30ms to 30s execution time: query optimization problem - Mailing list pgsql-general

From Tomi N/A
Subject 30ms to 30s execution time: query optimization problem
Date
Msg-id d487eb8e0703141644s26388fbdl5f4d640b385f78e6@mail.gmail.com
Whole thread Raw
List pgsql-general
I have a problem with query optimization. Since it's a bit hard to
explain, I'll describe the database structure and list the queries
first. The database holds contacts information for a call center. The
general idea is to have operators call a random contact and record
the results. Rules for picking a contact are:

- contacts that have an open call shall not be called
- contacts that have been called and refused to participate in
current poll shall not be called again
- contacts that have been called and did not answer or line was busy
will be called again after 4 hours
- contact shall not be attempted more than max_call_times per poll

Contacts are joined in groups and groups are assigned to poll
samples. Each poll has several groups assigned, and each usergroup
can have different sample groups.

Tables sizes at this time are roughly:
contact - 1.5M
call - 0.5M
group - 10K
poll - 10
contact_group - 5M (each contact belongs to ~ 3 groups)

Tables last_call and num_calls have just the last call to a contact
per poll , and number of calls to a person per poll respectively.

All tables have foreign keys and appropriate indices.

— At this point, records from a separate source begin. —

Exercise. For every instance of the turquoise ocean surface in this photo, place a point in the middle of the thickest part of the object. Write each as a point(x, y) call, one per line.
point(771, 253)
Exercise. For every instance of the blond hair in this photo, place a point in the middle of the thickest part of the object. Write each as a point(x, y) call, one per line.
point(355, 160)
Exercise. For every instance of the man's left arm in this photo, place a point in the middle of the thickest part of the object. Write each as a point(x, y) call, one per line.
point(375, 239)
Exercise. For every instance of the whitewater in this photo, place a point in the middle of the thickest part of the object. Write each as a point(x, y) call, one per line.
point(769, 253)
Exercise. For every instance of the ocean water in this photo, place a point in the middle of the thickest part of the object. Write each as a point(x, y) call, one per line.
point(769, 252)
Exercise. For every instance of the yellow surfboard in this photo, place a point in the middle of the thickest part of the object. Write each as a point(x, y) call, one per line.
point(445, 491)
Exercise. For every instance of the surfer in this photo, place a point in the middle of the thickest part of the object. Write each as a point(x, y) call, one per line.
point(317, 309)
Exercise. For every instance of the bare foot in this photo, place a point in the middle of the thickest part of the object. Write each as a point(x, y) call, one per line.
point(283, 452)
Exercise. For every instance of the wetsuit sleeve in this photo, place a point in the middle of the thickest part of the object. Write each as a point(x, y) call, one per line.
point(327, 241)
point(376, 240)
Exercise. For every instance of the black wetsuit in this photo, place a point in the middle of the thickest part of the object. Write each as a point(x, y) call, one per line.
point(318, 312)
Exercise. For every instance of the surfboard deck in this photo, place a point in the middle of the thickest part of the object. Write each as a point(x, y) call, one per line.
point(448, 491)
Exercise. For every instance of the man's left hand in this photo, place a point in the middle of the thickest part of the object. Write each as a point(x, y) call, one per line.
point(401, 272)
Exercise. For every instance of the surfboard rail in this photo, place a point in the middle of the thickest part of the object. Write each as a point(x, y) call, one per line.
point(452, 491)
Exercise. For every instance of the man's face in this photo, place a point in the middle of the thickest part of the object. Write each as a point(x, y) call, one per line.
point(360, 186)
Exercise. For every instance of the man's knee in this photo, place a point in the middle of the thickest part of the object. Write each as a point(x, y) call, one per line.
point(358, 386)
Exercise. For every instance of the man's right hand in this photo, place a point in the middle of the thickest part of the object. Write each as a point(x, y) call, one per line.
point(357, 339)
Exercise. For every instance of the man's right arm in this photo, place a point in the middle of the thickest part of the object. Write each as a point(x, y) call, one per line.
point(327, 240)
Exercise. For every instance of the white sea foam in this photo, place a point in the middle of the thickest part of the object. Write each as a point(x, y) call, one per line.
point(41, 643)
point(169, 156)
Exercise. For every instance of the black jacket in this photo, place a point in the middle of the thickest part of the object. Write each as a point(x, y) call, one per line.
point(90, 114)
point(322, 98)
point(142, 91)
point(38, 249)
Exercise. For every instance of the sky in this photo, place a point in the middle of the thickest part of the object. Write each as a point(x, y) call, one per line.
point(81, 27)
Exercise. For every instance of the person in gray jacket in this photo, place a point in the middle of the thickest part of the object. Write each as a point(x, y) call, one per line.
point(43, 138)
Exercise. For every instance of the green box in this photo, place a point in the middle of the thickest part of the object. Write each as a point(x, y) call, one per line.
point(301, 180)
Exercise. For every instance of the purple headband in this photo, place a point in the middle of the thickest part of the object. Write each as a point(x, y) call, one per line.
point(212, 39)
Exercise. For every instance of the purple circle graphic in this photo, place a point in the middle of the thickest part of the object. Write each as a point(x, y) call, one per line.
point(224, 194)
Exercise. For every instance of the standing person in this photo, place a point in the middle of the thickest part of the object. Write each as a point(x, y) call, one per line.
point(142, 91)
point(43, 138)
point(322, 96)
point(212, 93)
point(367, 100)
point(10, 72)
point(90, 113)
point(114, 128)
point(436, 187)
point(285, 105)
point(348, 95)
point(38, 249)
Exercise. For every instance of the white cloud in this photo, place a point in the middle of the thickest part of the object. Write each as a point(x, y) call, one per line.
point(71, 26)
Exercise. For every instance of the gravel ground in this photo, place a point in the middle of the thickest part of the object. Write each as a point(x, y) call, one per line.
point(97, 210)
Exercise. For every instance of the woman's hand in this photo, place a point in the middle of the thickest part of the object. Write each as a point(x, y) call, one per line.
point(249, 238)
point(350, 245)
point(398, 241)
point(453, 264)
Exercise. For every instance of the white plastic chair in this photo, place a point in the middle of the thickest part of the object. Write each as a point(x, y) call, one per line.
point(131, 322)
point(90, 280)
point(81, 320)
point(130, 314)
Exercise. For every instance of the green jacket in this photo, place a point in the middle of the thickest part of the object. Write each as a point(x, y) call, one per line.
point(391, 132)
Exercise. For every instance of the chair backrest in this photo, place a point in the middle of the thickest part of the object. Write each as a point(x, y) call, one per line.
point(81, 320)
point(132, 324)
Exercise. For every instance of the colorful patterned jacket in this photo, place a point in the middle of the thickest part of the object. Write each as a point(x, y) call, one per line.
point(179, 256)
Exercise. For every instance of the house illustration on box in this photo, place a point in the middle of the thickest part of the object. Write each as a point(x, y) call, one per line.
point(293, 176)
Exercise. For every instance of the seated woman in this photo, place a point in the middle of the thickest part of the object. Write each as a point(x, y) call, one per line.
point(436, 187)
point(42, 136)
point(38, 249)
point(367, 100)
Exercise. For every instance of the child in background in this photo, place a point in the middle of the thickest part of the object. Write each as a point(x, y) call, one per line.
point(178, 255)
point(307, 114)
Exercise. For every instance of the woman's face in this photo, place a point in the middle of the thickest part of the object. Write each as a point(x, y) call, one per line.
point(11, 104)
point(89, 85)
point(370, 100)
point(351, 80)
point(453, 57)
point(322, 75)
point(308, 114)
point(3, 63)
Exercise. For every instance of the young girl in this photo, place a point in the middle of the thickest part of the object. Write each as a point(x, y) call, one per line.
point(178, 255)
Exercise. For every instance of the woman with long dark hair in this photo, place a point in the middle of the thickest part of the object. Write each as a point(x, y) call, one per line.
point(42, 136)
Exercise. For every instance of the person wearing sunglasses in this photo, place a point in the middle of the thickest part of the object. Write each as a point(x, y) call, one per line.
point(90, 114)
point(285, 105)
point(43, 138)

SELECT INTO s_contact contact.id_contact
FROM contact
JOIN contact_group ON contact.id_contact = contact_group.id_contact
JOIN group_poll ON contact_group.id_group = group_poll.id_group
   AND group_poll.id_poll = $$s_poll$$
JOIN group ON group.id_group = group_poll.id_group
JOIN user_role ON group_poll.id_role = user_role.id_role
     AND user_role.id_user = $$s_user$$
LEFT OUTER JOIN last_call ON last_call.id_contact = contact.id_contact
LEFT OUTER JOIN num_calls ON num_calls.id_contact =
contact.id_contact AND num_calls.id_poll     = $$s_poll$$
WHERE -- temporal limitations
(
  (  group_poll.valid_from IS NULL )
  OR
  ( group_poll.valid_from <= NOW() )
)
AND
(
  (  group_poll.valid_to IS NULL )
  OR
  ( group_poll.valid_to >= NOW() )
)
AND
(
  ( group.valid_from IS NULL )
  OR
         ( group.valid_from <= NOW() )
)
AND
(
  ( group.valid_to IS NULL )
  OR
         ( group.valid_to >= NOW() )
)
AND
(
  ( contact.valid_from IS NULL )
  OR
         ( contact.valid_from <= NOW() )
)
AND
(
  ( contact.valid_to IS NULL )
  OR
         ( contact.valid_to >= NOW() )
)
AND
( -- no call
 last_call.id_call IS NULL
 OR
 ( -- no call in progress and not processed
    NOT(last_call.id_call_status = call_in_progress
        OR (last_call.sif_anketa = s_poll
        AND last_call.id_call_status
 IN ( call_completed, call_aborted, will_not_participate ))
)
    AND
last_call.end_time < NOW()-'240 minutes'::interval
  )
)
AND
(
  num_calls.num_calls IS NULL
  OR
  num_calls.num_calls < $$max_num_calls$$
)
AND -- randomize
  contact.random_number <= $$random_key$$
ORDER BY contact.random_number DESC LIMIT 1 FOR UPDATE OF contact;

The randomization is performed with a random number column in
contacts table. Variables with $$ are inputs to functions.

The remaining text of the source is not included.